The American film industry in Hollywood is one sector that is beginning to adopt analytics and business intelligence analysis techniques with notable frequency. As budgets for mainstream Hollywood movies grow larger and larger – the approximate range for many of 2013's biggest releases is between $100 and $250 million – stakes grow in direct correlation with them. The effects of this high-risk environment extend not only to bottom-line budgets but also to the creative visions of those involved in the movies themselves. BI software can be used to analyze the metrics that will help determine the likelihood of box office success and help avoid the potential for failure.
Examining recent failures
Two recent films that bottomed out at the box office exemplify where the analysis of audience data would have helped. The first is the 2012 sci-fi adventure John Carter, based on the early 20th century novels by Edgar Rice Burroughs. While reviews were not entirely negative and it did well overseas, poor U.S. marketing techniques and a misunderstanding of the film's potential appeal led to the film losing almost $200 million for its studio, Disney.
2013's adaptation of classic serial The Lone Ranger, starring Johnny Depp, seemed a more sure bet, with a bankable lead and creative team. However, The Guardian reported that the $225-million film is projected by Disney to lose between $160 and $190 million. Filmmakers blamed critical perception, while industry experts cite the story's lack of relevance among today's youth.

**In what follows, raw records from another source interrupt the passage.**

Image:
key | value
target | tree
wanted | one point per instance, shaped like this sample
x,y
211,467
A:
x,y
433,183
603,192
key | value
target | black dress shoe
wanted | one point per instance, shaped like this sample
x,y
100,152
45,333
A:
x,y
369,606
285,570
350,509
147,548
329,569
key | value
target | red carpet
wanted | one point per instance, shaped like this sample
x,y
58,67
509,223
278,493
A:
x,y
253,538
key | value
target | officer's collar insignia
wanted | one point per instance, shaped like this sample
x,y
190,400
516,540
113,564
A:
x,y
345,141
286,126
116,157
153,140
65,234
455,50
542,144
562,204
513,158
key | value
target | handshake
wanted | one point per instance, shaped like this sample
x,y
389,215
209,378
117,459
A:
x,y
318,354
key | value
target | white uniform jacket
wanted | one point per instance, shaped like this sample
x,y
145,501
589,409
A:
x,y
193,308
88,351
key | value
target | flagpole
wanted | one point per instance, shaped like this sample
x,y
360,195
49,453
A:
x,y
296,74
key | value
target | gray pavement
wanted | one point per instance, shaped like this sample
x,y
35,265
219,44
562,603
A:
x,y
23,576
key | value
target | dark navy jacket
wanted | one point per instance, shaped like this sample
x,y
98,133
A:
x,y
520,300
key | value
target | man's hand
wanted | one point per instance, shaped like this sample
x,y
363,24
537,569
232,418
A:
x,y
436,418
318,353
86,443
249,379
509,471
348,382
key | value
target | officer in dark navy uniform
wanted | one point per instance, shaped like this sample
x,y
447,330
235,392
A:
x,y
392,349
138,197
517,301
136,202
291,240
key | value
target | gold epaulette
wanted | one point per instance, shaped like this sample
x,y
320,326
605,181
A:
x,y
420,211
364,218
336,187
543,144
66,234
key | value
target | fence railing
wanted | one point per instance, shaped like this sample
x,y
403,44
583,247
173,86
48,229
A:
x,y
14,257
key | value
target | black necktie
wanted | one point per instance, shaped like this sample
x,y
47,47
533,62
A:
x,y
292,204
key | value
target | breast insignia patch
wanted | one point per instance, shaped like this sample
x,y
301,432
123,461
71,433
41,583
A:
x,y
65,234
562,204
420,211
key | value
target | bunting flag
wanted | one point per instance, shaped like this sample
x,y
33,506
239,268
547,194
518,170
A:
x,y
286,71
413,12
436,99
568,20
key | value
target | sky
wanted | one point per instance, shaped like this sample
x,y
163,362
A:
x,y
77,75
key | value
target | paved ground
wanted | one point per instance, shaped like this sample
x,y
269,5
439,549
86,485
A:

Handicapping Hollywood with analytics
Vinny Bruzzese, a former statistics professor, has risen in esteem among Hollywood insiders for his combined use of statistical analysis and critical input to gauge a film script's potential for success. According to The New York Times, his company Worldwide Motion Picture Group analyzes everything from the box-office performance of past films with similar content to the more abstract elements of a script, and Bruzzese has turned it into a lucrative use of analytics.
Summing up what he did in an interview with the source, Bruzzese said, "I understand that writing is an art, and I deeply respect that. But the earlier you get in with testing and research, the more successful movies you will make."